Due to the closeness of some states’ result, small fluctuations in future ABS ERP releases may change the results shown here. A change in one state’s share will, by definition, change the share in at least one other state at the decimal level, but might not change the rounding to the nearest integer and hence the number of seats.

 


[1].    Section 24 of the Australian Constitution refers to the ‘number of members’. In this publication, the term ‘members’ is used interchangeably with ‘seats’, as the two are intrinsically linked.

[2].    ABS, Methodology used in rebased population estimates, June 2021.

[3].    Addresses held by Medicare are used by the ABS to determine, in part, movements in interstate migration and the ABS has seen a ‘implausibly’ high number of moves in September and December 2021 quarters due to widespread updating of Medicare records as people get vaccinated for COVID-19.

[4].    ABS, Overseas migration, December 2021.

[5].     Australian Constitution, section 24 in particular.

[6].    Assuming a normal House of Representatives and half-Senate election, this will occur between August 2024 and May 2025.

[7].    For information on the redistribution process, see: Australian Electoral Commission (AEC), ‘Redistributions’, AEC website; D Muller, The process of federal redistributions: a quick guide, Research paper series, 2017–18, Parliamentary Library, Canberra, 2017. For the dates of all previous redistributions, see: AEC, ‘Redistribution dates since 1901’, AEC website.

[8].    Until otherwise determined, the expiration of the 47th Parliament is deemed to be 25 July 2025, the end of 3 years after the first sitting of the House of Representatives on 26 July 2022.

[9].    Commonwealth Electoral Act 1918, section 59.

[10]. A quota is ascertained by dividing the total population of the 6 states by twice the number of senators for the 6 states.

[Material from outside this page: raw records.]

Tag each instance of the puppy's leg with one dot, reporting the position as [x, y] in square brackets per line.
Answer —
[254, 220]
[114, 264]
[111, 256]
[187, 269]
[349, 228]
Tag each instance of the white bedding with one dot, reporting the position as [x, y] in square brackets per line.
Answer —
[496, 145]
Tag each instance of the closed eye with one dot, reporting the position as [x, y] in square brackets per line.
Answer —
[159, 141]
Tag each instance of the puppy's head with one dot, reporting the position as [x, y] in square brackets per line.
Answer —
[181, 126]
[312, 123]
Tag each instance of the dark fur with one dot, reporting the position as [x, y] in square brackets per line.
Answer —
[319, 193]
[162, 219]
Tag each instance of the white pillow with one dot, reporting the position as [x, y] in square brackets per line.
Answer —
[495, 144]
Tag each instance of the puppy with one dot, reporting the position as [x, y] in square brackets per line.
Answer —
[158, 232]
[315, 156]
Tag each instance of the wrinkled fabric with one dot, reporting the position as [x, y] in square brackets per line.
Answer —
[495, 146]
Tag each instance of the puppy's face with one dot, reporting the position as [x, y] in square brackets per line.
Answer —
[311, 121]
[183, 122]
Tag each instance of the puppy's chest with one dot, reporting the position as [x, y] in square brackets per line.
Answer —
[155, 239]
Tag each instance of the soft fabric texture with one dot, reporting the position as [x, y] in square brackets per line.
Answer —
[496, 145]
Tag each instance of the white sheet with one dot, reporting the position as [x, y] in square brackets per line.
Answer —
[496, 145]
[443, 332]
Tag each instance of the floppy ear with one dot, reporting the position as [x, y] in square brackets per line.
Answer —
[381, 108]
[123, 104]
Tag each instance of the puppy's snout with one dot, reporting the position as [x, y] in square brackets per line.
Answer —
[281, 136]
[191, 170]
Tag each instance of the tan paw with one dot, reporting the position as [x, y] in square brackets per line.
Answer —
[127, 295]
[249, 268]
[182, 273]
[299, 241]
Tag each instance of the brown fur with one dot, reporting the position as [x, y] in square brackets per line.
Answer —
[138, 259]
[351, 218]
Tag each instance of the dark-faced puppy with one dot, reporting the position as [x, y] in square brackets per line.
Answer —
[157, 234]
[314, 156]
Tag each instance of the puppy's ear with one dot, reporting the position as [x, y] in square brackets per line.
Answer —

The calculated number of members for each state and territory is then determined by dividing the population of the state or territory by the quota. The calculated number rounded to the nearest whole number determines the entitlement.

[11]. Australian Bureau of Statistics (ABS), National, state and territory population, ABS, Canberra, 2022, p. 2, accessed 26 September 2022. There is a lag of 6 months between the date to which the population estimates pertain and when they are published.

[12]. The Australian Electoral Commission has more information on determining the number of members for the territories in their  Calculating the representation entitlements of states and territories.